Staring at the future

I went into psychiatry thinking that my own experiences as a psychiatric patient would be helpful. I thought that my experience would help me understand my patients better. I would be able to empathize with them. Maybe I identified too much with them. Maybe it turned out to be a detriment.

I think about going back and completing my residency. I want to, but I don’t know if I can handle it. Do I really want to spend my life, make a career out of, staring at what I will become in the future?

Currently, I am doing okay with my depression. My medical training tells me, though, that with my history, I am likely to battle clinical depression for the rest of my life. People often have one episode of clinical depression and are never bothered by it again. Sometimes a second episode will occur. Three or more, like I have in my history, is predictive of lifelong chronic depression. If I am smart, which I like to think that I am, I will be on antidepressant medication for the rest of my life.
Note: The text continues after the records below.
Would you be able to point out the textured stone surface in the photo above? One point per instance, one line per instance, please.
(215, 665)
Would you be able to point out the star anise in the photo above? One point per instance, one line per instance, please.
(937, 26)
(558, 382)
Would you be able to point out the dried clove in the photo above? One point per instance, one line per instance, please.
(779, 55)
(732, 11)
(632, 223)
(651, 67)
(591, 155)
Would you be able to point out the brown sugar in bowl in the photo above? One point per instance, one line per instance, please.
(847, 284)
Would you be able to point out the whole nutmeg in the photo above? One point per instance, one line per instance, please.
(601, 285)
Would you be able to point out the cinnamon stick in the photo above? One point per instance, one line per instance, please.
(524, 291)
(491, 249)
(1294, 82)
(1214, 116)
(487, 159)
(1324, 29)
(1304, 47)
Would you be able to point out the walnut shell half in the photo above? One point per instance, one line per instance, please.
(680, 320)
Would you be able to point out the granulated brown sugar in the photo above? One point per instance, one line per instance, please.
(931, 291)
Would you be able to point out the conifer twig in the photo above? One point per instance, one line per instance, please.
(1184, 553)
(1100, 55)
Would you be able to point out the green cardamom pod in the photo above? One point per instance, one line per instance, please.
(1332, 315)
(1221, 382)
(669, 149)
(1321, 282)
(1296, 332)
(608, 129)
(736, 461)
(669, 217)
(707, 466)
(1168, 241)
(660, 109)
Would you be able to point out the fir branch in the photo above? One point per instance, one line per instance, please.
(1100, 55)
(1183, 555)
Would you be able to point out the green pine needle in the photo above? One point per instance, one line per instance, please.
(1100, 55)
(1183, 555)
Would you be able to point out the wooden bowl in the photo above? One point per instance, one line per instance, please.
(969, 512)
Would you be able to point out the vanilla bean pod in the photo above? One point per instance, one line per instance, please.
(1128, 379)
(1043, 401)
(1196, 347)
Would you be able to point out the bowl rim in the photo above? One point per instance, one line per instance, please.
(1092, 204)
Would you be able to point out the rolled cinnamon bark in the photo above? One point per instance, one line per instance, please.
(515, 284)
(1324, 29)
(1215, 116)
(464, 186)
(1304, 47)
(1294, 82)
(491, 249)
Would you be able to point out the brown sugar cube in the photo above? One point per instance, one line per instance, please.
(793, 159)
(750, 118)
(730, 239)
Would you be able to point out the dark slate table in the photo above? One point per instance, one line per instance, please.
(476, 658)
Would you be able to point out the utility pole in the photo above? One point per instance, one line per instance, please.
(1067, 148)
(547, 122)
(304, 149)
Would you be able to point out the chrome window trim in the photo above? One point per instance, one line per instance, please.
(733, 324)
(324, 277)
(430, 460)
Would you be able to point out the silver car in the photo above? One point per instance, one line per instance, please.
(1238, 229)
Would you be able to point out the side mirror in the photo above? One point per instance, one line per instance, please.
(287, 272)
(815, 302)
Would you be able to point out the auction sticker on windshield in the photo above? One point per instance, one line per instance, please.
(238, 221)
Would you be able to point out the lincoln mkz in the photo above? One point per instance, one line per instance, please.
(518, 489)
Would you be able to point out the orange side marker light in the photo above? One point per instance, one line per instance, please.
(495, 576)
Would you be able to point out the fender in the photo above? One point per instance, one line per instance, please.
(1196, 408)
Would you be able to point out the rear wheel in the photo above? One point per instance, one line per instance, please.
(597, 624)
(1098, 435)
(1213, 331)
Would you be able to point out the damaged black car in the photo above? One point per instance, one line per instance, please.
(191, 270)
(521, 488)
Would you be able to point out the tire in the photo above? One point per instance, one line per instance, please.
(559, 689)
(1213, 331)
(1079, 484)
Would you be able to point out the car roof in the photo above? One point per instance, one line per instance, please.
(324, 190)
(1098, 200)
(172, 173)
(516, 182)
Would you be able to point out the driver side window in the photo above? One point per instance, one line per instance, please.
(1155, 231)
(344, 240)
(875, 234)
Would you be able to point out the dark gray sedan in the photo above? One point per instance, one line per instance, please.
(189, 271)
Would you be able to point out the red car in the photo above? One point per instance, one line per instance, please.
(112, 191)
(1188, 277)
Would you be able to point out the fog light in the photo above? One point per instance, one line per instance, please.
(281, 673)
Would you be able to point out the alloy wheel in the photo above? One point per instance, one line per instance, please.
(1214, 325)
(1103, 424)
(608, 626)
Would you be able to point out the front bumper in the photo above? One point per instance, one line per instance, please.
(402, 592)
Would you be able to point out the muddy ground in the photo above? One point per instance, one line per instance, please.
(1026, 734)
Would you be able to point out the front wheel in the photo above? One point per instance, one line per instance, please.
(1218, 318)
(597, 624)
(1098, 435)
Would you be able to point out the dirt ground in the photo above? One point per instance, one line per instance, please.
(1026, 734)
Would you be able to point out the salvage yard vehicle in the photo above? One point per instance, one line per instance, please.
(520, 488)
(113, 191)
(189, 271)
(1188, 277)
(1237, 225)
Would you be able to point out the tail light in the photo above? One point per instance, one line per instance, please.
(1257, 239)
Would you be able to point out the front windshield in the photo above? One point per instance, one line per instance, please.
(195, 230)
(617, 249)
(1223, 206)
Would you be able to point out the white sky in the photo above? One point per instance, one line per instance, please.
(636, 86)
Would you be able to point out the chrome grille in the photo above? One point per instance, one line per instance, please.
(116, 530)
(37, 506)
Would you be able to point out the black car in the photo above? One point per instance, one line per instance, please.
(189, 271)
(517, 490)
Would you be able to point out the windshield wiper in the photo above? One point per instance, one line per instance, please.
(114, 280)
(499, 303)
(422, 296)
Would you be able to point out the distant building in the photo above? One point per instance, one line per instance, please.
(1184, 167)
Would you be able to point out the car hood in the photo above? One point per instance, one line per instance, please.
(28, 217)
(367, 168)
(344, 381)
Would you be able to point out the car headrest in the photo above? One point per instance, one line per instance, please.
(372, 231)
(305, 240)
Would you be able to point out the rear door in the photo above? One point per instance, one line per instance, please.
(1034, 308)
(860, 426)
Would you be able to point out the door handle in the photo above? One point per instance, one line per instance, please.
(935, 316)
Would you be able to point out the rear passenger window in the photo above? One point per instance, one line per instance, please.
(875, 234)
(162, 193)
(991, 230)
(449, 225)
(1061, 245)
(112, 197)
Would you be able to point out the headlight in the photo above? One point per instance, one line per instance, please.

I will likely become a bitter old woman, seeing the world through black-colored glasses. I may constantly complain about what a rotten life I had. Make something negative out of everything. Drive away everyone important to me until the only person I have left to talk to is my psychiatrist.

How can I be at both ends of that relationship?

2 comments

  1. It takes a special person to deal with other people’s problems. My therapist is great at it. I’m just not so sure that I can deal with other peoples’ problems and manage my own at the same time.